Three Stooges fans will know what I mean when I say that's King Rootin Tootin's sarcophagus.

  So, I love the throne. And the box even served as the backdrop for some of these pictures.






And the other back drop is a piece of tile I got for free when a local interior decorator was getting rid of all her tile samples. The big one I used for the floor in the pictures with the box back drop, and the wall in the tile backdrop. The smaller tile that I used for the floor in the tile backdrop pictures I normally use to bake polymer clay stuff on. It works great. I haven't burned anything since I started baking on the tile.





 The sarcophagus came from Hobby Lobby a couple of years ago.

I wanted these pictures to look all dark and torch lit, but that was never going to happen!

  That's all for today's doll. If it ever stops raining I'll show you another of my auction buys tomorrow.

Monday, March 3, 2014

Doll-A-Day 62: Oscar Week: Elizabeth Taylor

Today's doll is the Elizabeth Taylor White Diamonds doll by Mattel.


It's from the Timeless Treasures line of dolls, and was available in 2000. If you look closely you'll see that I was lucky enough to get mine years ago for $9.99.
  It's actually quite a good likeness, other than the fact that Elizabeth Taylor was a bit more zaftig than this Barbie body!






The box says the dress is a copy of one of her real dresses. She also has a ring, and a Swarovski crystal necklace.



The head mold was also used on the Cleopatra and Father of the Bride dolls, and I think they got the likeness even better. If I was any good at it, I'd try a repaint to improve her, but I'm afraid I'd ruin her and not have one at all. Someday I'd like to get a Cleopatra and a Father of the Bride.

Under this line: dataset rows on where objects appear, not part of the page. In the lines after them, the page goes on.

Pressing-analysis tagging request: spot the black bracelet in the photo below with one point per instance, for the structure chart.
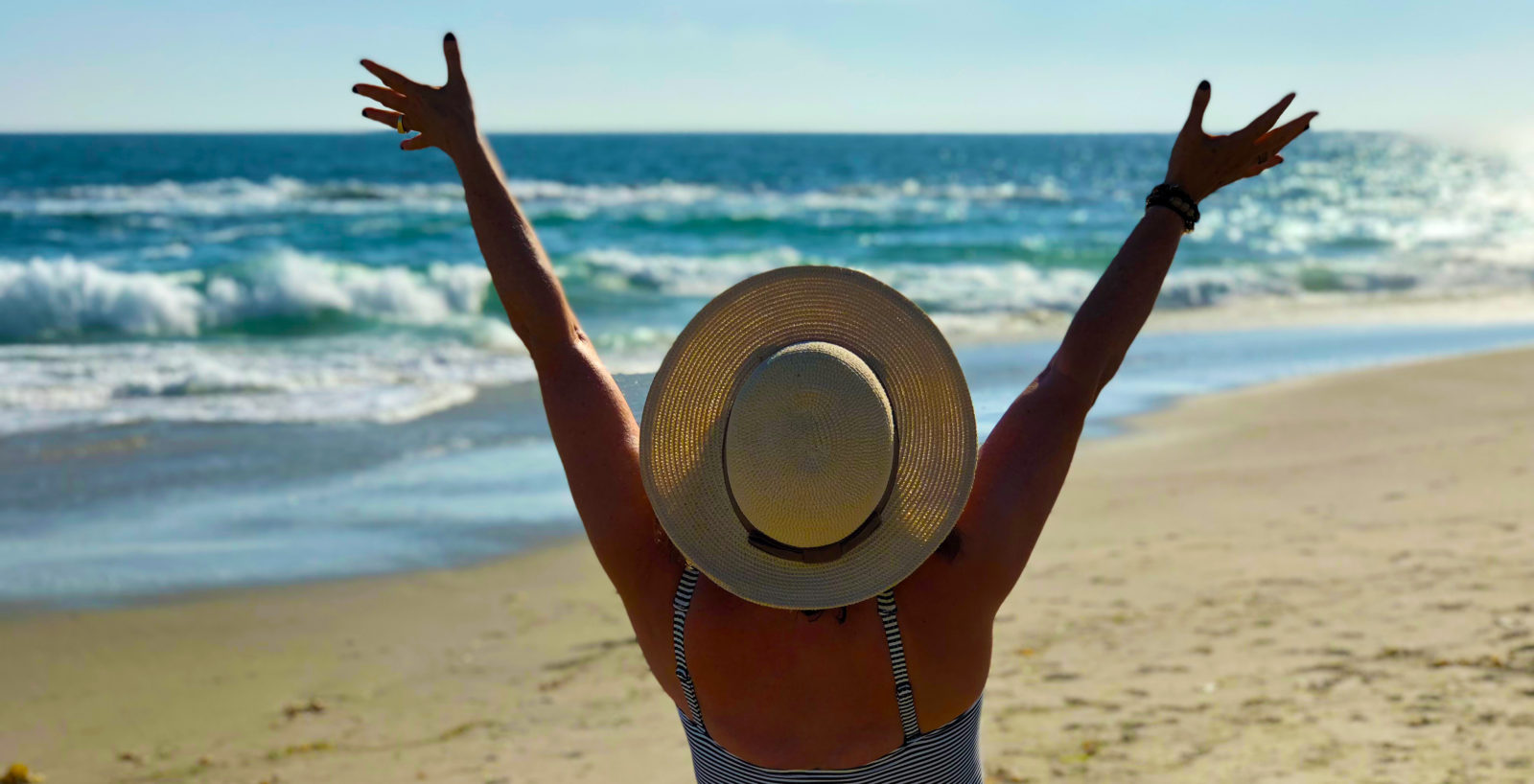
(1175, 199)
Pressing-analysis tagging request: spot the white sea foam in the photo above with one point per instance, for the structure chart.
(319, 380)
(65, 298)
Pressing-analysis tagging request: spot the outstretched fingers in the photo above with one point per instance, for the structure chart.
(388, 119)
(1266, 120)
(1196, 115)
(416, 143)
(1258, 168)
(1280, 137)
(384, 96)
(395, 81)
(450, 53)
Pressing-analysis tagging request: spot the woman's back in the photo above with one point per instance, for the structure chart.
(782, 689)
(787, 691)
(810, 442)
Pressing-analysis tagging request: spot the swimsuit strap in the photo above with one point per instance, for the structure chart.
(902, 680)
(892, 635)
(680, 603)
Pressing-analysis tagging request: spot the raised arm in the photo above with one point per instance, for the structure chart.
(1025, 459)
(591, 423)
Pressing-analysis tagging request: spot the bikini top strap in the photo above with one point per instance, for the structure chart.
(680, 603)
(902, 680)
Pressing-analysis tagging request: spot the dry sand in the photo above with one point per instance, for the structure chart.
(1319, 580)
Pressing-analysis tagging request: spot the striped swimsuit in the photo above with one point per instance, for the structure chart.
(947, 755)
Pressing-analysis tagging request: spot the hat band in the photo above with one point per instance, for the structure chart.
(820, 553)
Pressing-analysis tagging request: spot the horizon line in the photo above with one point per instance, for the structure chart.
(634, 132)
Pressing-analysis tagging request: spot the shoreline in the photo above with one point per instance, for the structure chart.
(1326, 572)
(483, 479)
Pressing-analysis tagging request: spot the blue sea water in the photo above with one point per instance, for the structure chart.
(291, 278)
(234, 359)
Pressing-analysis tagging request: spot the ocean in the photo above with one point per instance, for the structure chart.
(234, 359)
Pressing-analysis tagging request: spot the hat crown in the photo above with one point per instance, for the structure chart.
(810, 446)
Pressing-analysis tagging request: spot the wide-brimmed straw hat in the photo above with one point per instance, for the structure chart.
(809, 439)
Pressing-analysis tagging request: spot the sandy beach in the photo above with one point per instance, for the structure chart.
(1313, 580)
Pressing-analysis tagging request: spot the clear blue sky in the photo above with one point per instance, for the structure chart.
(774, 65)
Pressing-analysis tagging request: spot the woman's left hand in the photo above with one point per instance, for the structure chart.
(444, 115)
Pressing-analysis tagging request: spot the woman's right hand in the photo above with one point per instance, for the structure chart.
(1203, 165)
(444, 115)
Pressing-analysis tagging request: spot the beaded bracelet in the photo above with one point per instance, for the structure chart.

Elizabeth Taylor was born in 1932,to an American family living in England. In 1939 they moved back to America to avoid the dangers of World War 2. Her mother was a former actress, but didn't originally think of getting Elizabeth into films, in spite of being told by friends and strangers alike that she should try to get her amazingly beautiful daughter tested for the role of Bonnie Blue Butler in Gone With the Wind. Finally though,she succumbed to the lure. Universal and MGM apparently almost fought over Elizabeth. Universal got there first, but fired her after a year of her seven year contract. They didn't know what to do with her and her grown up eyes. She was then signed to MGM. She had an uninterrupted career from child actress to adult actress, which happens to few people. 
  With "Cleopatra", released in 1963, Elizabeth became the first actor to be paid a million dollars for a movie. (Not coincidentally  it also became the most expensive movie ever made.The entire budget was originally only two million dollars! Eventually all the problems and delays left the budget at $44 million dollars, at that's at 1960's values. It's still considered one of the most expensive movies ever made when the price is adjusted for inflation.)


She was only joking when she asked for a million. She didn't want to work at the time and was hoping to put them off by asking for so much. Poor girl. They wanted her anyway. She ended up making more than a million, since she had it in her contract that she'd be paid more if the movie went past it's scheduled shooting time. (Of course it was WAAAY over!).plus she also got a percentage of the profits.


  Elizabeth won her two Best Actress Oscars, for Butterfield 8 in 1960 and Who's Afraid of Virginia Wolfe in 1966.


  Tomorrow we'll see another Oscar winner.